What ever it takes to have a useful, happy life and not a life full of pain, is better then a active life with alcohol and full of pain, not to mention the pain it causes for almost every person that is close to the alcoholic. What happened in your life that made you so upset about AA? My dad died a active alcoholic and I would have gave anything to have seen him get sober and live a happy life. I am not a bible thumper but if he got sober by being a bible thumper I would have been happy just that he was sober. What ever it takes, for someone suffering from this disease, is a lot better then suffering with it. I am sorry that you are so upset about this program
Cathy

Hello, Cathy,
Starting at the top, you ask,
"How many lives does alcohol take if a person is a true alcoholic?"

I don't know if that is a trick question or not, but the apparent answer would be, "Either one or zero, depending on whether he kills himself on booze or finally quits drinking."
Perhaps you meant to ask something else.

Then you say,
What ever it takes to have a useful, happy life and not a life full of pain, is better then a active life with alcohol and full of pain, not to mention the pain it causes for almost every person that is close to the alcoholic.

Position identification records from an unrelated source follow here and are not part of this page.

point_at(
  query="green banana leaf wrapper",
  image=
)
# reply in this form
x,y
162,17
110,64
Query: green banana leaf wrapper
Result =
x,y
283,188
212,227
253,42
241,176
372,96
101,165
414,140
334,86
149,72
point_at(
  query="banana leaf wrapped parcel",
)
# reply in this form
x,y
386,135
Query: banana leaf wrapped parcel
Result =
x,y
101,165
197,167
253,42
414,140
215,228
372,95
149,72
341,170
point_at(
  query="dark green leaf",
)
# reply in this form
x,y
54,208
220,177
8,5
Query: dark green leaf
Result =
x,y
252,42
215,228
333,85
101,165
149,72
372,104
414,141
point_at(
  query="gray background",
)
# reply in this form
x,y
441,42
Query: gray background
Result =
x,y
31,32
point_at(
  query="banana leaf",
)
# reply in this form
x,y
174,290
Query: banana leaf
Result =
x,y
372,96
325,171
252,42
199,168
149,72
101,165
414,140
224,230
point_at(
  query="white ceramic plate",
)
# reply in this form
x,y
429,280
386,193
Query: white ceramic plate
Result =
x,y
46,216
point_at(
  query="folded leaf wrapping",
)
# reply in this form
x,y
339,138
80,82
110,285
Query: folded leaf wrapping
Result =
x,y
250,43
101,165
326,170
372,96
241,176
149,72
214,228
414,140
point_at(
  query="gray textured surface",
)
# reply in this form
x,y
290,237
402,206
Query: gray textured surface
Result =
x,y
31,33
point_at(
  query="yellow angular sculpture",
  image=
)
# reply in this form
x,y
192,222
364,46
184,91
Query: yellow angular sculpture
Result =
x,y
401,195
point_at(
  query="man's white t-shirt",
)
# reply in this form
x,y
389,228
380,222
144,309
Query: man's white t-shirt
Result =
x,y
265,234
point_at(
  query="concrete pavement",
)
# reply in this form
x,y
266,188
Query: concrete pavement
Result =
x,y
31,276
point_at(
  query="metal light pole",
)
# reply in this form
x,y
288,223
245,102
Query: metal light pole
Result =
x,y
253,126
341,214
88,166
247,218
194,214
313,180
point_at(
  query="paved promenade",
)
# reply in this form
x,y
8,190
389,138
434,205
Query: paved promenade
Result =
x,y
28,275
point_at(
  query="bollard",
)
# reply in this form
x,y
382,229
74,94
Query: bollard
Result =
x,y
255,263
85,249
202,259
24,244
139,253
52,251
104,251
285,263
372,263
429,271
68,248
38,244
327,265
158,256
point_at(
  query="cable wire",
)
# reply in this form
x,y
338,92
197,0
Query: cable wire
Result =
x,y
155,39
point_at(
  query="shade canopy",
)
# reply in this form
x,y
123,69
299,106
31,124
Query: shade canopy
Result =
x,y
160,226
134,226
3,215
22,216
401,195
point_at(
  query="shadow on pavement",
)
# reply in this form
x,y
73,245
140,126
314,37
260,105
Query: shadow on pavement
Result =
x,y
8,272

Now I agree with that, within limits. We can obviously rule out grossly illegal or immoral methods, which I'm sure you didn't mean. (Be careful with absolute words like "whatever".) But what works? That is the big question, isn't it?

Then you ask,
What happened in your life that made you so upset about AA?

I'm getting tired of repeating the list, but here goes, one more time:

  1. Bad therapy program, dogmatic cult religion instead of real therapy, as described in the introduction.
  2. Bad therapy program, dogmatic cult religion instead of real therapy, as described in the page on The Bait-And-Switch Con Game.
  3. Telling people with mental problems not to take their doctor-prescribed medications, telling them that their sobriety wasn't complete if they were taking medications. I have first-hand experience with this, as it was done to my best friend in the treatment program by his sponsor and the other old-timers in his Dual Recovery group. (Before you object that that is D.R.A., not A.A., I must say that they are all the same 12-step religion.)
  4. Generally stupid, bad advice given to friends who may well die because of it, starting with the girl described in the introduction, and continuing with a lot of others.
  5. Cult religion, faith healing, and voodoo medicine is not an effective cure for alcoholism. The A.A. program is useless, and a total failure. It just does not work. It even has a success rate that is less than zero.
  6. Also, a few years off of the bottle does not make someone a skilled therapist or a qualified recovery counselor, but A.A. and N.A. are just chock full of self-proclaimed know-it-all sponsors who feel entitled to deliver lectures on everything from God to medicine. But once again, the only tool in their toolbox is the disproven, ineffective, 12-step program.
  7. Coercive Recruiting. Far too many 12-Steppers abuse their positions of authority to force people to join their cult. I have personally seen a lot of it, starting with my own (child-pornographer pedophile) 12-step "counselor" ordering me to get a sponsor. Only 12-step groups have sponsors, so that was a veiled order to join a 12-step group. And he kept insisting, and I kept finding the sponsor candidates disgusting. (Fortunately, he got sick, and was replaced by another counselor who didn't push the issue, so I never got a sponsor.) Then another friend lapsed (not relapsed) — he had a couple of beers at his own birthday party — and was ordered to do 90 in 90 by his housing counselor (the counselor who controls who gets to sleep in a shelter, and who sleeps in the rain). When the friend said that he didn't like cult religion and wanted to do some other kind of meetings besides 12-steps, perhaps SMART or RR, the counselor said, "No, they MUST be 12-step meetings." The friend quit the program and disappeared. And it just goes on and on like that...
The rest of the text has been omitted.